Meredith Whittaker hat genug von der \"Studentenverbindung\"-Fraktion der Technologiebranche. Ich habe mich mit der Präsidentin von Signal bei VivaTech in Paris zusammengesetzt, um die Vielzahl ernster, erwachsener Probleme zu besprechen, mit denen die Gesellschaft konfrontiert ist, von Desinformationen über die Kontrolle der KI bis hin zum vorrückenden Überwachungsstaat. Im Laufe unserer Unterhaltung vertieften wir uns in den jüngsten Wortgefechten von Signal mit Elon Musk, Pavel Durov von Telegram und — angesichts des umstrittenen Konflikts mit Scarlett Johanson — Whittakers ehrliche Gedanken über die Führung bei OpenAI, die sie mit \"Scherzen im Studentenwohnheim\" verglich.

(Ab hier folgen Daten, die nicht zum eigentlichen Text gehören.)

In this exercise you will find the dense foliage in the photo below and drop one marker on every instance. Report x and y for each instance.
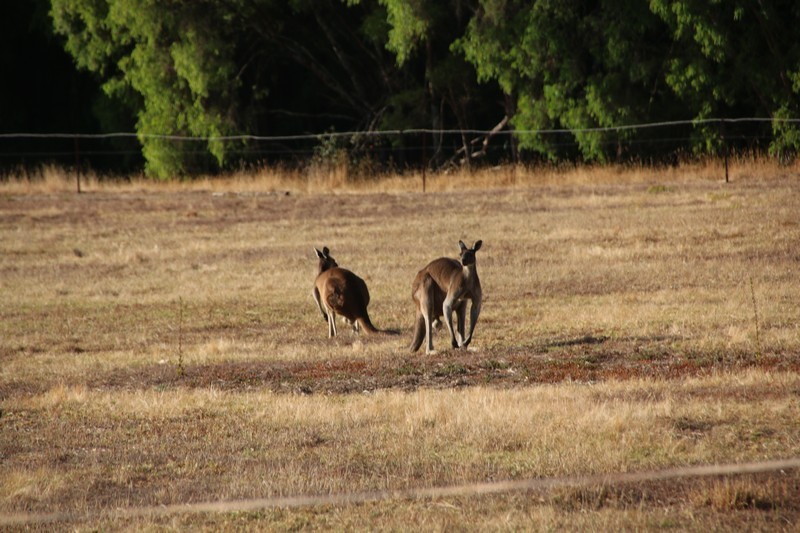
(213, 68)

\nUnter anderem macht sich Whittaker Sorgen über die Konzentration der Macht in den fünf wichtigsten sozialen Medien Plattformen, insbesondere in einem Jahr, in dem die Welt vor einer Reihe von allgemeinen Wahlen steht, nicht zuletzt in den USA, und Europa sich auf US-basierte, externe Technikgiganten verlässt. Sie argumentierte, dass eine Lockerung der EU-Vorschriften Europa nicht wirklich helfen wird, mit den US-Technikriesen zu konkurrieren, oder gut für die Gesellschaft sein wird. Sie kritisierte die Medienobsession mit KI-getriebenen Deepfakes, während oft ignoriert wird, wie soziale Medien Plattformen hyperbolisches Engagement über Fakten stellen.

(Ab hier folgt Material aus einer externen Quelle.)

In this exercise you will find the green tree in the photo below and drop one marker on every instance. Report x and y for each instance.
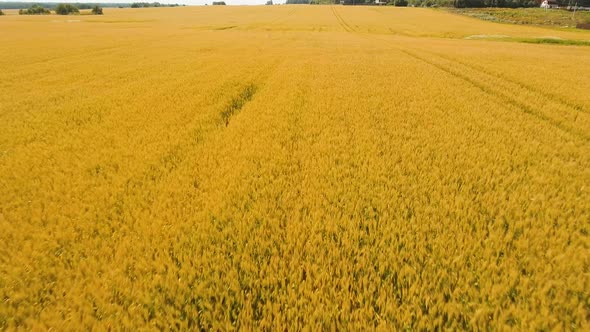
(66, 9)
(34, 10)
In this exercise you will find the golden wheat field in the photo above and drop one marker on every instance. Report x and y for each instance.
(292, 168)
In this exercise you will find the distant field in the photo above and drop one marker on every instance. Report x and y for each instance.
(531, 16)
(282, 167)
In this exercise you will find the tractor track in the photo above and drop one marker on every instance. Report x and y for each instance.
(495, 86)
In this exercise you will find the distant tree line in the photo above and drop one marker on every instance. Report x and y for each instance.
(60, 9)
(88, 5)
(152, 4)
(35, 10)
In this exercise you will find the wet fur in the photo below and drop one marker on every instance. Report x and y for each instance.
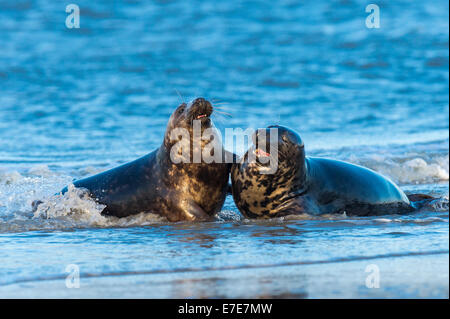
(154, 184)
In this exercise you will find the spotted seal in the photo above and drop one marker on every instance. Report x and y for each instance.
(162, 182)
(309, 184)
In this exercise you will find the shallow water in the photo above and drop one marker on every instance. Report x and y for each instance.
(74, 102)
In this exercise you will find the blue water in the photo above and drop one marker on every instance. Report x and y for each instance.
(74, 102)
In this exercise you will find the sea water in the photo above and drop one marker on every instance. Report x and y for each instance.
(75, 102)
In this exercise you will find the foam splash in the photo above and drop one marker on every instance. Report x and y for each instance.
(81, 209)
(75, 203)
(409, 170)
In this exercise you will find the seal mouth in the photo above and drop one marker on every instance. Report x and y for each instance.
(259, 152)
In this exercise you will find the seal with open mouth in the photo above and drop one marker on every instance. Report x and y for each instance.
(163, 182)
(308, 184)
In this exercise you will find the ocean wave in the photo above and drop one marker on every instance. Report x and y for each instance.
(75, 209)
(412, 169)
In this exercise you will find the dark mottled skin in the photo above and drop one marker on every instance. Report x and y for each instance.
(154, 184)
(311, 185)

\nWir diskutierten auch über Überwachungswerbung, die Auswirkungen des britischen Online-Sicherheitsgesetzes, die EU-CSAM-Vorschläge ('absolut gefährlich') und ob Pavel Durov von Telegram mehr Zeit damit verbringen sollte, seine Plattform sicher zu machen, als von einem Fotografen für seinen Instagram-Account verfolgt zu werden ('er redet nur Müll').
\nUnd am Ende enthüllte sie, warum sie die nächsten sechs Monate in Europa verbringen wird. (Meine Fragen sind kursiv):
\nIn letzter Zeit haben Sie über die Konzentration der Macht in der KI gesprochen, und dass dies im europäischen Kontext wichtig war. Möchten Sie das weiter erläutern?
\nDie sehr kurze Antwort lautet, dass das im europäischen Kontext wichtig ist, weil diese Macht nicht in Europa konzentriert ist. Ja, diese Macht konzentriert sich in den Händen einer Handvoll Unternehmen, die in den USA ansässig sind, und noch einige in China. Aber wenn wir über diesen Kontext sprechen, sprechen wir über die USA. Die Abhängigkeit Europas, europäischer Startups, europäischer Regierungen, europäischer Institutionen von KI ist letztendlich eine Abhängigkeit von Infrastrukturen und Systemen, die von diesen Handvoll Unternehmen geschaffen, kontrolliert und auf die Gewinne und das Wachstum dieser Unternehmen zurückgehen.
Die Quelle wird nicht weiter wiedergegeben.